= Gary Taphouse =

Gary Taphouse is a TV football commentator from Bournemouth, England. He mainly works for Sky Sports and Premier League Productions.

He graduated from Bournemouth University in 1997 with a degree in Multi-Media Journalism. He has worked for Sky Sports since 2005 and commentates on English Premier League matches for Sky Sports' Match Choice programme. He also covers live EFL and WSL matches. According to his social media posts, he was worked with more than 100 different co-commentators.

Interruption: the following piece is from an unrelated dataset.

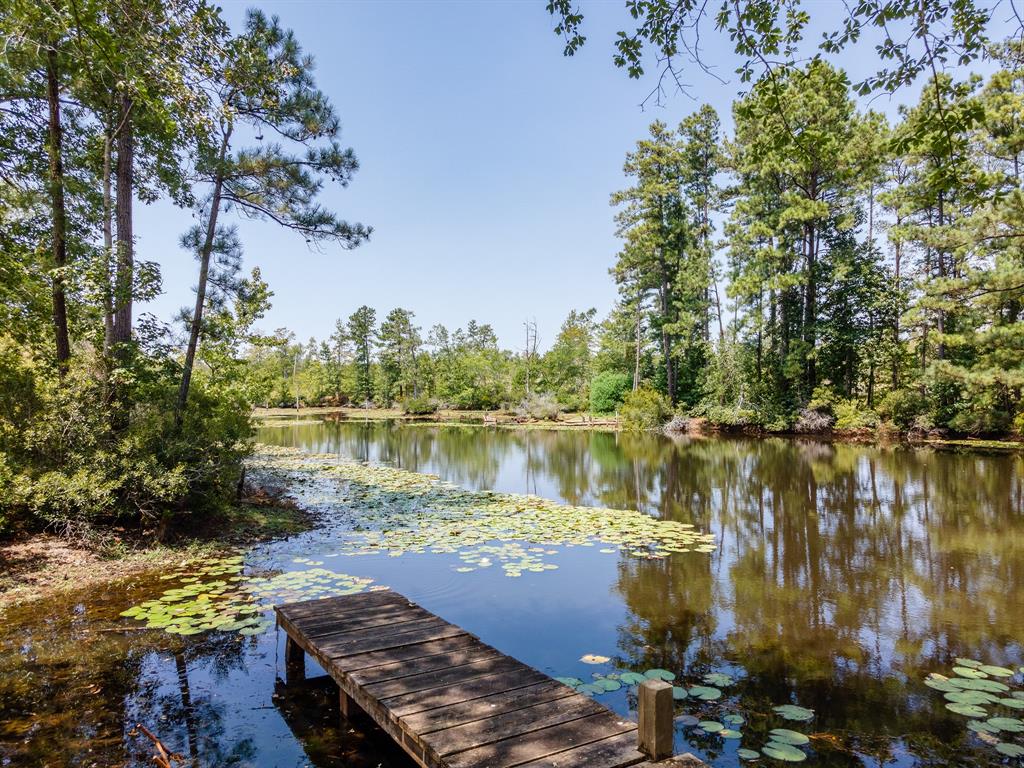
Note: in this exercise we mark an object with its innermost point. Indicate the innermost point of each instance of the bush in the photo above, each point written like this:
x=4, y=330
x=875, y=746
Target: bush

In the past his voice has been heard on MLS games, League Cup ties, La Liga matches, World Cup qualifiers and Champions League matches for the channel.

Taphouse commentated for Talksport radio from 2014–2019. He was part of their commentary team for the FA Cup, the 2014 FIFA World Cup in Brazil, the 2016 UEFA European Championship in France and the 2018 FIFA World Cup in Russia.

He also commentates for PLP, who supply overseas broadcasters with TV coverage of the Premier League.

In addition he works for Gravity Media and Pitch International, who supply world feed commentaries on such competitions as the FA Cup, League Cup and UEFA Champions League, Europa League & Europa Conference League.

In the past he has worked for the likes of Capital Radio and the GMG Radio group. Before that he had some print and online experience and worked for football analysts Opta.